In Deutschland, das ist unbestritten, denn es gibt niemanden, der es bestreiten würde, weil es auch niemanden gibt, der es behauptet, gibt es zuwenig Hirntote. Hirntote sind Leute, die ihre Organe zu Transplantationszwecken an die Transplantationsbörse bringen, bzw. umgekehrt: Vorraussetzung für eine Registrierung an der Transplantationsbörse ist der Hirntod. Ohne Hirntod können die wertvollen Organe nicht in den Handel gelangen, was schade ist, denn die Nachfrage ist groß. Die Transplantationsindustrie läuft untertourig. Das kann einer Regierung nicht egal sein.
Zwar steigt die Zahl der Menschen, die bereit sind, der Börse ihre Organe zur Verfügung zu stellen, aber das allein genügt nicht. Sie müssen darüber hinaus auch hirntot sein. Und da liegt die Crux begraben: wann ist einer hirntot? Es ist nicht so einfach FESTZUSTEllen.
Pardon, ich war an die Feststelltaste geraten.
Die Regierung will es sich nun einfacher machen: die Krankenkassen sollen es rauskriegen. Sie sollen die Versicherten alle naslang anschreiben und fragen, ob sie schon hirntot sind oder nicht. Versicherte sind Leute, die über ein Depot mit börsenhandelsfähigen Organen verfügen. Ziel der Aktion ist es zwar nicht, den Versicherten zur Aufgabe seines Depots zu zwingen, Ziel ist es aber, daß jeder Versicherte wenigstens einmal im Leben darüber nachdenkt, welche Werte er mit da ständig mit sich herumträgt.
Die ihm aber gar nicht gehören. Denn sein Leben ist ihm nur geliehen, unverfügbar im Urgrund allen Seins wurzelnd, wie auch sein Körper und sein Depot. Daher verfügt er auch über das Aufenthaltsbestimmungsrecht für die Organe in seinem Depot nur temporär, denn nach seinem Hirntot gehört es rechtens wieder der Ethik-Kommision der Bundesregierung, dem Urgrund aller Moral.
Ein Zwang zur Antwort ist aber dennoch nicht vorgesehen.
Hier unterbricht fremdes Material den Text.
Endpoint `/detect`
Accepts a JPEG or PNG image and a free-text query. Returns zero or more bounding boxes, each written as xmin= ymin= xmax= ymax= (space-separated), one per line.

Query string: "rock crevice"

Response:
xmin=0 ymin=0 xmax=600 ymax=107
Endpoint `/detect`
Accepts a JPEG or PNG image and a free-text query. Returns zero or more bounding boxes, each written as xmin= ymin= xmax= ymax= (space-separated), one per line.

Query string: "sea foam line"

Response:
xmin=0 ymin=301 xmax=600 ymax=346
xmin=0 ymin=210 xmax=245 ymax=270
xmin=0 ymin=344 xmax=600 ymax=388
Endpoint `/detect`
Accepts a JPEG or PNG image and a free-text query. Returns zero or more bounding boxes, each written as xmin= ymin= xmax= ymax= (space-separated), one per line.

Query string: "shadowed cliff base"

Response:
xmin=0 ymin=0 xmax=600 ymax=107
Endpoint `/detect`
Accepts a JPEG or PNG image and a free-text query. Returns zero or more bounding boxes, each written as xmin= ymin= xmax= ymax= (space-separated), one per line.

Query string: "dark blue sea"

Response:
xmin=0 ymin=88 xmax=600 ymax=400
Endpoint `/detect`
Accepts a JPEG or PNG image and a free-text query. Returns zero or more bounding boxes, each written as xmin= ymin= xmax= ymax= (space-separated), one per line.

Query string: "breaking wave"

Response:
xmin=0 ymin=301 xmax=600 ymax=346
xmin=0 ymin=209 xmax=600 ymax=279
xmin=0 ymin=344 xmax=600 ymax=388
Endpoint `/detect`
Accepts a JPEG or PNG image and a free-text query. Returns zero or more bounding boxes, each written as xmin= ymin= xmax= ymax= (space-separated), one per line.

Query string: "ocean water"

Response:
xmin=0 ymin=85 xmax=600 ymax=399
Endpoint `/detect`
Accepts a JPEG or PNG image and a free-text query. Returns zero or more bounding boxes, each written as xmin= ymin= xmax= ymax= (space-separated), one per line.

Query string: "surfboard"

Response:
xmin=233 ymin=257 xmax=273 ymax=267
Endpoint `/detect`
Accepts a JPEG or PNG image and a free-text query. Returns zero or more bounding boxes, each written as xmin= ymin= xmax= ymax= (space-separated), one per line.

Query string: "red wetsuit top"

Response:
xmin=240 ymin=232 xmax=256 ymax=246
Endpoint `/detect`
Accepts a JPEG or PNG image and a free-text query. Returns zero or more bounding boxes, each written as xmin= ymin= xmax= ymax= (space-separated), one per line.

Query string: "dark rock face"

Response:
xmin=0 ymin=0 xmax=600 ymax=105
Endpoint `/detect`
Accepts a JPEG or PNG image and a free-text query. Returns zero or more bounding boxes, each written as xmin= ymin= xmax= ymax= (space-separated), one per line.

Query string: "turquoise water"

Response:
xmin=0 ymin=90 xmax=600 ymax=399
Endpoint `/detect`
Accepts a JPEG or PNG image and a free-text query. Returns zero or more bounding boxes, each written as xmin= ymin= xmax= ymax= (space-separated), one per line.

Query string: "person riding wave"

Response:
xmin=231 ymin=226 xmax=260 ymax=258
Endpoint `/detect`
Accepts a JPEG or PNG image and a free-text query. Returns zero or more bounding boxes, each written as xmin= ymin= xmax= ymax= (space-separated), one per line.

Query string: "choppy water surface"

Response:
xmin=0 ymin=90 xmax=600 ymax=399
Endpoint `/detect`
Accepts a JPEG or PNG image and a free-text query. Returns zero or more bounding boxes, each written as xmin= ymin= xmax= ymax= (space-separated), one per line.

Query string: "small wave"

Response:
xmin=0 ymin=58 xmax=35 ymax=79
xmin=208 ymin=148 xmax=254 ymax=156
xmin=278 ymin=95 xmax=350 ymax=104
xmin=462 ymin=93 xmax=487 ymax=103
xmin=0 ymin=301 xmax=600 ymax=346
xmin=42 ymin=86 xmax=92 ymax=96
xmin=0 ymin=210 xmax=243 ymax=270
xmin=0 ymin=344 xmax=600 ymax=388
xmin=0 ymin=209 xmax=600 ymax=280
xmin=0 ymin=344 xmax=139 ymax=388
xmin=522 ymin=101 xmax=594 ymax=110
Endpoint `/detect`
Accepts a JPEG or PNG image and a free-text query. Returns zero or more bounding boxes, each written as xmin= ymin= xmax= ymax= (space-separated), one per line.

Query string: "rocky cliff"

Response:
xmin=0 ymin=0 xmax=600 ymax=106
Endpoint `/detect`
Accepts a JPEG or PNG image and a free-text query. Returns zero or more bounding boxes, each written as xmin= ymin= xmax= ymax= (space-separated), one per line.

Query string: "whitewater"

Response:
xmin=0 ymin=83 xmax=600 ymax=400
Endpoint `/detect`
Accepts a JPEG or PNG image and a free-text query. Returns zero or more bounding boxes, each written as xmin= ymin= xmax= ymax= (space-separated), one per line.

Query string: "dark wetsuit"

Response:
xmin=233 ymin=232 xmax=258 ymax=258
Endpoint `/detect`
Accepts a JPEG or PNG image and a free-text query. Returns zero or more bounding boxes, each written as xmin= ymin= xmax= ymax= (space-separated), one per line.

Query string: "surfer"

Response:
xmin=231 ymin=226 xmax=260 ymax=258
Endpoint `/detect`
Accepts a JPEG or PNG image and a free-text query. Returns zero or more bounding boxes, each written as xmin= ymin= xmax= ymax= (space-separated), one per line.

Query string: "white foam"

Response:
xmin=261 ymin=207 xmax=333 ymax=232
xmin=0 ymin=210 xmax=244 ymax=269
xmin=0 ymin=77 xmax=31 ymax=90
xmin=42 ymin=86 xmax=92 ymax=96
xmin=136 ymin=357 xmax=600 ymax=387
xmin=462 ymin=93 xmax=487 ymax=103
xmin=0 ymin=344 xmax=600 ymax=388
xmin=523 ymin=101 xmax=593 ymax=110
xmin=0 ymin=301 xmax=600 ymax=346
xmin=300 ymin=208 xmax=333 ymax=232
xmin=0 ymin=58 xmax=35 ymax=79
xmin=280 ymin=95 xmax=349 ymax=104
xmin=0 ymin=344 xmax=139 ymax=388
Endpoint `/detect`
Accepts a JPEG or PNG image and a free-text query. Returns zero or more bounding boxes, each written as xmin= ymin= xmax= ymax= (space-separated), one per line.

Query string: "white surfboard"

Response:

Die Regierung setzt auf die sogenannte Zustimmungslösung, bei der der Versicherte solange genervt wird, bis er entweder hirntot ist oder wenigstens sagt, daß er hirntot sei. In dem Fall wird davon auszugehen sein, daß er die Wahrheit sagt.
In anderen Ländern, in denen teilweise andere Sitten herrschen, gibt es die Unsitte der Widerspruchslösung. Bei der wird davon ausgegangen, daß der Versicherte a priori erst einmal hirntot ist. Nur wenn er dem widerspricht, zieht man widerstrebend in Betracht, daß es auch anders sein könnte. Alle Vierteljahre muß der Versicherte dann einen Börsenbericht einreichen, aus dem hervorgeht, daß er sich immer noch zu den Lebenden rechnet, und wie lange noch.